Firstly, I’m of the view that mismatched expectations only harm the reading experience. So, I feel compelled to highlight that while this story has a clever murder mystery wrapper which does add a measure of suspense, the bulk of its narrative is better termed a literary historical drama. The Heaven & Earth Grocery Store is largely a story about what occurred in a community preceding an unexplained death, rather than its investigation.
This story’s power are its themes — identity, community and resilience — things we can all identify with to some degree. McBride explores these themes from myriad angles; interconnecting webs of community and personal identity based on place, faith, culture, and shared experiences. He does this by providing readers windows into the lives of a relatively large cast of characters from various walks of life. Many are minorities carving out a life in contexts they are rarely made to feel welcome. Experiencing the injustice through their eyes, and their resilience in the face of it, is deeply moving.

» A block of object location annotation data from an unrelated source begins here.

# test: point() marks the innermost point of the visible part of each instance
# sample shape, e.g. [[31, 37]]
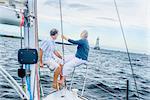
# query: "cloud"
[[99, 17], [80, 6]]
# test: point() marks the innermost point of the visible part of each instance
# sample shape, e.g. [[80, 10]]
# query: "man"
[[79, 58], [46, 54]]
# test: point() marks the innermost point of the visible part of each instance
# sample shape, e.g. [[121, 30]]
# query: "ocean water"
[[107, 73]]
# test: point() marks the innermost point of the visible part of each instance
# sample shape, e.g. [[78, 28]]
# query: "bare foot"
[[61, 81], [56, 86]]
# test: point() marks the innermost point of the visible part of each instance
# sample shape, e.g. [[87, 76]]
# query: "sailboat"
[[27, 56], [31, 88]]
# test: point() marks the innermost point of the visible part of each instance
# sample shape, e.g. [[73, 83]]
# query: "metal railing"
[[14, 84]]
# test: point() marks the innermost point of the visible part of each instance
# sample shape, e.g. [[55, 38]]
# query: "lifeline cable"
[[126, 47]]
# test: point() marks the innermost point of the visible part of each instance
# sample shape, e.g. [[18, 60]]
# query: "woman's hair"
[[53, 32]]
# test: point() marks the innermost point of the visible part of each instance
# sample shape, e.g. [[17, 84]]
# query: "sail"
[[11, 11]]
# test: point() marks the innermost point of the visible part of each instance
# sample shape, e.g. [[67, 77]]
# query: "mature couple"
[[50, 56]]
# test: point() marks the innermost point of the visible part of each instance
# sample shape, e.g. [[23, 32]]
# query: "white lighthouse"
[[97, 47]]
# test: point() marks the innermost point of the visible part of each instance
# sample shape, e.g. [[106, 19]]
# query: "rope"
[[126, 47], [21, 43], [61, 24]]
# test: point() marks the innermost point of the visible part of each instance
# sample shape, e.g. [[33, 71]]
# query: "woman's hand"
[[63, 37]]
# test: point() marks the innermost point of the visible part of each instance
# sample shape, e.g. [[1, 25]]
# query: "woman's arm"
[[79, 42]]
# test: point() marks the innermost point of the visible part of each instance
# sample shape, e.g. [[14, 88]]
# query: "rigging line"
[[126, 48], [61, 24]]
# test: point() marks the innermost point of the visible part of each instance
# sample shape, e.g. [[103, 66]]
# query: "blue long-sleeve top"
[[82, 48]]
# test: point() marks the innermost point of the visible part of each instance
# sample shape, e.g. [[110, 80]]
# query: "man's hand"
[[63, 37]]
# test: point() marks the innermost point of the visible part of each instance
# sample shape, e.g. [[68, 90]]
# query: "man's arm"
[[57, 54], [79, 42], [40, 57]]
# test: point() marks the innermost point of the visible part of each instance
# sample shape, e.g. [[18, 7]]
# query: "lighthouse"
[[97, 47]]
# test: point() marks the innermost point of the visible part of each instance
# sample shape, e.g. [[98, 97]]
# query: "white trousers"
[[70, 62]]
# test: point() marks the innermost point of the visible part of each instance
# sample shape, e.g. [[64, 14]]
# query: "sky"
[[100, 19]]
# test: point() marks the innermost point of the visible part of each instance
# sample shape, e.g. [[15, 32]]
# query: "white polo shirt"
[[48, 47]]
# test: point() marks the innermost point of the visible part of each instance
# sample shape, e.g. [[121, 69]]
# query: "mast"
[[31, 41], [97, 44]]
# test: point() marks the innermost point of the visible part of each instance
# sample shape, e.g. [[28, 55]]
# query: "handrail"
[[13, 83]]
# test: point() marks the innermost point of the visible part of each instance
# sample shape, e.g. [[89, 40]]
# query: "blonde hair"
[[85, 34]]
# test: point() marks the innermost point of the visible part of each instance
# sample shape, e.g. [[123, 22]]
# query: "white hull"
[[63, 94], [8, 16]]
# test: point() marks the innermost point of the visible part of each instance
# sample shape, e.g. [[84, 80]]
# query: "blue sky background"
[[99, 17]]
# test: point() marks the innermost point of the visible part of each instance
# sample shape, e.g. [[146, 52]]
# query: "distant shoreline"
[[18, 37]]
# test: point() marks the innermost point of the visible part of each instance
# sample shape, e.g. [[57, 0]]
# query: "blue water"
[[108, 70]]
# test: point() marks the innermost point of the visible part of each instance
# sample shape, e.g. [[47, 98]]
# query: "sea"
[[107, 73]]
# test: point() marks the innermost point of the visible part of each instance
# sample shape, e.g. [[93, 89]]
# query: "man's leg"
[[56, 74], [68, 68], [53, 64]]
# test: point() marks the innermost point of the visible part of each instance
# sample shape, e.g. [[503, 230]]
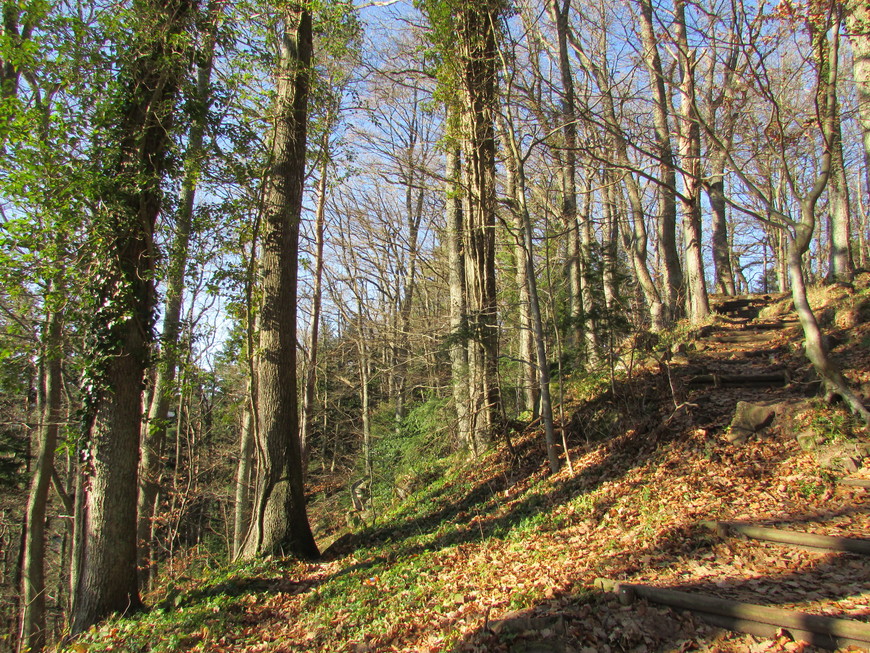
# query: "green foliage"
[[413, 448], [833, 423]]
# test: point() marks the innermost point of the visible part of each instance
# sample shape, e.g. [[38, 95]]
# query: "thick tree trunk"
[[154, 433], [672, 273], [279, 524], [122, 323], [458, 306], [697, 305], [242, 508], [858, 28], [840, 265], [477, 44], [634, 236], [523, 224], [723, 274], [33, 590], [308, 393], [528, 376], [581, 303]]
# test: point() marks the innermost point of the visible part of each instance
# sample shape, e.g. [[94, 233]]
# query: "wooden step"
[[740, 380], [845, 544], [824, 631]]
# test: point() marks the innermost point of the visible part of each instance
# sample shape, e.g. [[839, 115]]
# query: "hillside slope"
[[496, 555]]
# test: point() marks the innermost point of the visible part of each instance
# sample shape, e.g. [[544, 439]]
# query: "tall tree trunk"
[[523, 224], [308, 393], [477, 45], [279, 525], [129, 201], [858, 28], [634, 237], [154, 433], [840, 265], [242, 505], [697, 306], [458, 305], [33, 590], [672, 272], [724, 275], [583, 328]]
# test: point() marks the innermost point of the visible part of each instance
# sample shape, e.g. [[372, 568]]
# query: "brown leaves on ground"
[[507, 562]]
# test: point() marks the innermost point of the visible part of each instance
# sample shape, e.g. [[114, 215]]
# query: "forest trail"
[[813, 562], [498, 555]]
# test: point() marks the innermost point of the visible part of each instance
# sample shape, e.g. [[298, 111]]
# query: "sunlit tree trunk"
[[279, 524], [33, 590], [690, 161], [154, 431], [308, 392], [458, 305], [672, 272], [129, 202]]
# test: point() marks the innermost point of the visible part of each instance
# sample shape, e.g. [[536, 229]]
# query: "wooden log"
[[737, 611], [777, 378], [854, 482], [848, 544], [770, 631]]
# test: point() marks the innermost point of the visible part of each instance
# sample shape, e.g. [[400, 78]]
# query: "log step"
[[827, 632], [855, 482], [846, 544], [732, 380]]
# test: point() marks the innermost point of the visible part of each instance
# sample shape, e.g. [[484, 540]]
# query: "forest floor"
[[498, 555]]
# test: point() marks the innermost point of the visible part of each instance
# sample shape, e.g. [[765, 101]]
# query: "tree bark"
[[280, 522], [697, 306], [477, 52], [858, 27], [33, 591], [458, 304], [672, 272], [129, 200], [308, 393], [155, 427]]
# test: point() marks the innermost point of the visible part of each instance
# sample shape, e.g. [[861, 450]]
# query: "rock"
[[845, 457], [749, 418], [852, 315], [809, 440]]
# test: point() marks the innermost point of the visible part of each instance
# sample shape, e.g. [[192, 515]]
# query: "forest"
[[267, 265]]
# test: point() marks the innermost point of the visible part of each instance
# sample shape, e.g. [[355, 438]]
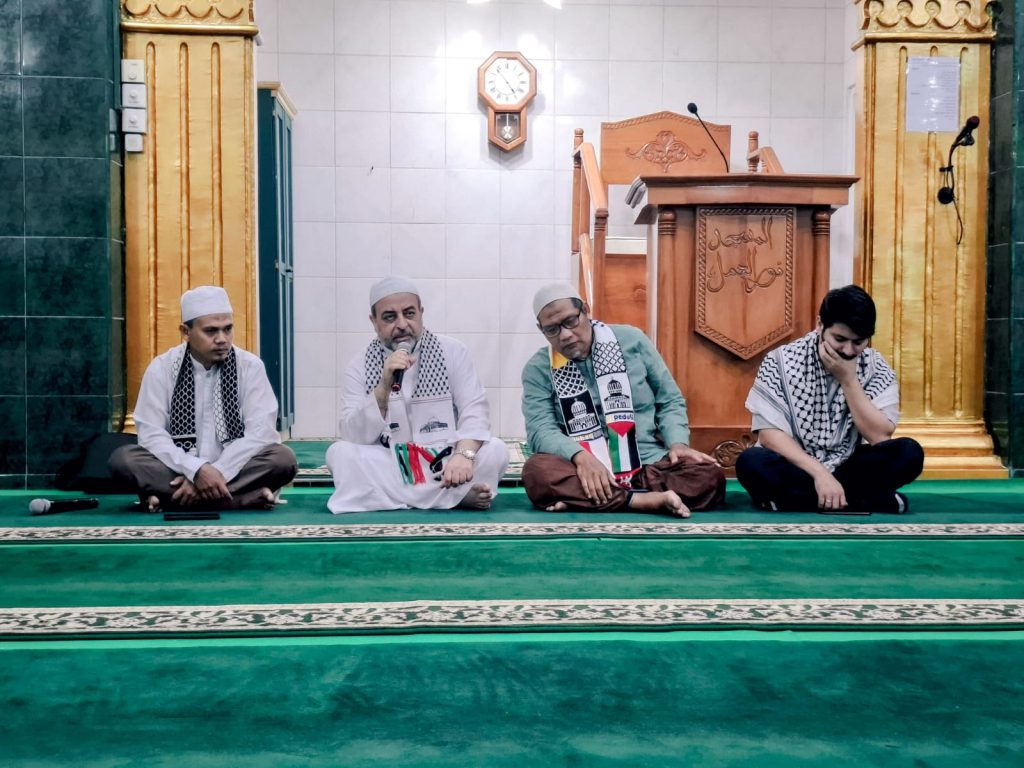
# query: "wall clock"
[[506, 83]]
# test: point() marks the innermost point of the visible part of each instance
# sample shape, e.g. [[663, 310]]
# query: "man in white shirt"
[[207, 420], [415, 423]]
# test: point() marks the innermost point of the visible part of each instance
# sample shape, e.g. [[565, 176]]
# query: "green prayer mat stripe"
[[509, 615], [657, 699], [683, 529]]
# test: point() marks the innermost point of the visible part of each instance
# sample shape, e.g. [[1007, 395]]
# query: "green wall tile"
[[12, 452], [68, 356], [117, 202], [10, 115], [999, 206], [1017, 292], [10, 37], [67, 197], [67, 276], [58, 426], [11, 276], [11, 197], [998, 283], [68, 40], [1000, 152], [66, 117], [12, 345], [997, 354], [117, 278], [117, 356]]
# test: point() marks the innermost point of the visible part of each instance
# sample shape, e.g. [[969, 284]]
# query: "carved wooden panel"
[[660, 143], [744, 276]]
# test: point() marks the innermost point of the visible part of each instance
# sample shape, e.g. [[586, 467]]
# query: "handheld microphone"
[[406, 346], [46, 507], [692, 110], [964, 138]]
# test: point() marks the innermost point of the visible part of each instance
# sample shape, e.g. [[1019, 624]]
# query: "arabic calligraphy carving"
[[666, 151], [747, 270]]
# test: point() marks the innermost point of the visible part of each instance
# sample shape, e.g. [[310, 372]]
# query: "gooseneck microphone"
[[946, 193], [964, 138], [46, 507], [692, 110], [407, 347]]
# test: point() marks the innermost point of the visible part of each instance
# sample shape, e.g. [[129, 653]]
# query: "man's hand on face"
[[459, 470], [399, 359], [210, 483], [679, 452], [597, 480], [836, 364]]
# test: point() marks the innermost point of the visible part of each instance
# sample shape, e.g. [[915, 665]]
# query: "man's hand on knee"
[[210, 483], [184, 492], [458, 471], [680, 452], [595, 477]]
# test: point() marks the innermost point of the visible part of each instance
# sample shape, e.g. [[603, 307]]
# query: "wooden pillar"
[[930, 292], [664, 315], [189, 195]]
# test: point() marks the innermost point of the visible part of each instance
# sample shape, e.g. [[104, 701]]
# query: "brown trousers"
[[270, 468], [550, 478]]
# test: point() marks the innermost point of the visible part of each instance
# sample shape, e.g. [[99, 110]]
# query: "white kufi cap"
[[205, 300], [553, 292], [388, 286]]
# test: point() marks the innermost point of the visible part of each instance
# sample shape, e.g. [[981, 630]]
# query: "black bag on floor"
[[88, 472]]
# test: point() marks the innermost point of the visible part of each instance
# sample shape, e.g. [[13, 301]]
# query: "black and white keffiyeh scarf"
[[422, 432], [613, 441], [796, 394], [432, 382], [226, 407]]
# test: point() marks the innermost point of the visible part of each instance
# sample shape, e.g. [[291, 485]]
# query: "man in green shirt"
[[605, 421]]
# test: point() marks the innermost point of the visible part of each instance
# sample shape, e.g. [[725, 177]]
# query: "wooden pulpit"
[[737, 264]]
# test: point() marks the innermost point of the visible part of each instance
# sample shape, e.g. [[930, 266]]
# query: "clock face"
[[507, 82]]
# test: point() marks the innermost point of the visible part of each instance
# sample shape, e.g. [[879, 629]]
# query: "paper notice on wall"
[[932, 94]]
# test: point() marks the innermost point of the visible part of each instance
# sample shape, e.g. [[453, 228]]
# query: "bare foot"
[[664, 501], [479, 497]]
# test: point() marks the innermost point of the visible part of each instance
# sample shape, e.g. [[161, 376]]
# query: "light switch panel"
[[133, 95], [133, 121], [132, 71]]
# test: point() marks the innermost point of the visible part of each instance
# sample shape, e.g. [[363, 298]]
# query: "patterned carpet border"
[[506, 615], [495, 529]]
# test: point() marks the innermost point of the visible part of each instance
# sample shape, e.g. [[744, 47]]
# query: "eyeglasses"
[[568, 324]]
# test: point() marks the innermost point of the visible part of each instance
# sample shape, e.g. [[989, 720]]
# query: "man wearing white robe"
[[207, 420], [422, 441]]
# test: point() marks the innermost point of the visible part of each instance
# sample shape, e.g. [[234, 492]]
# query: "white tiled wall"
[[393, 171]]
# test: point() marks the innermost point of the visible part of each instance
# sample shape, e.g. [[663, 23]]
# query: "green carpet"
[[515, 637], [931, 501], [722, 699]]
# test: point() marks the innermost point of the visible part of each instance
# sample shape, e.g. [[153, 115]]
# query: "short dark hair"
[[850, 305]]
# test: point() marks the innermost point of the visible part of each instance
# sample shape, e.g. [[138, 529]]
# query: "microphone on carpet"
[[407, 347], [47, 507], [692, 110]]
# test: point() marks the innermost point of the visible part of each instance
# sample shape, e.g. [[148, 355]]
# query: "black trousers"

What really struck a chord with me was that shining brightest and most influential amongst them, in spite of societal expectations at the time, are the female characters. One of the standouts, Chona:
To her the world was not a china closet where you admire this and don’t touch that. Rather, she saw it as a place where every act of living was a chance for tikkun olam, to improve the world. The tiny woman with the bad foot was all soul. Big. Moshe was a foot taller, yet she was the big one.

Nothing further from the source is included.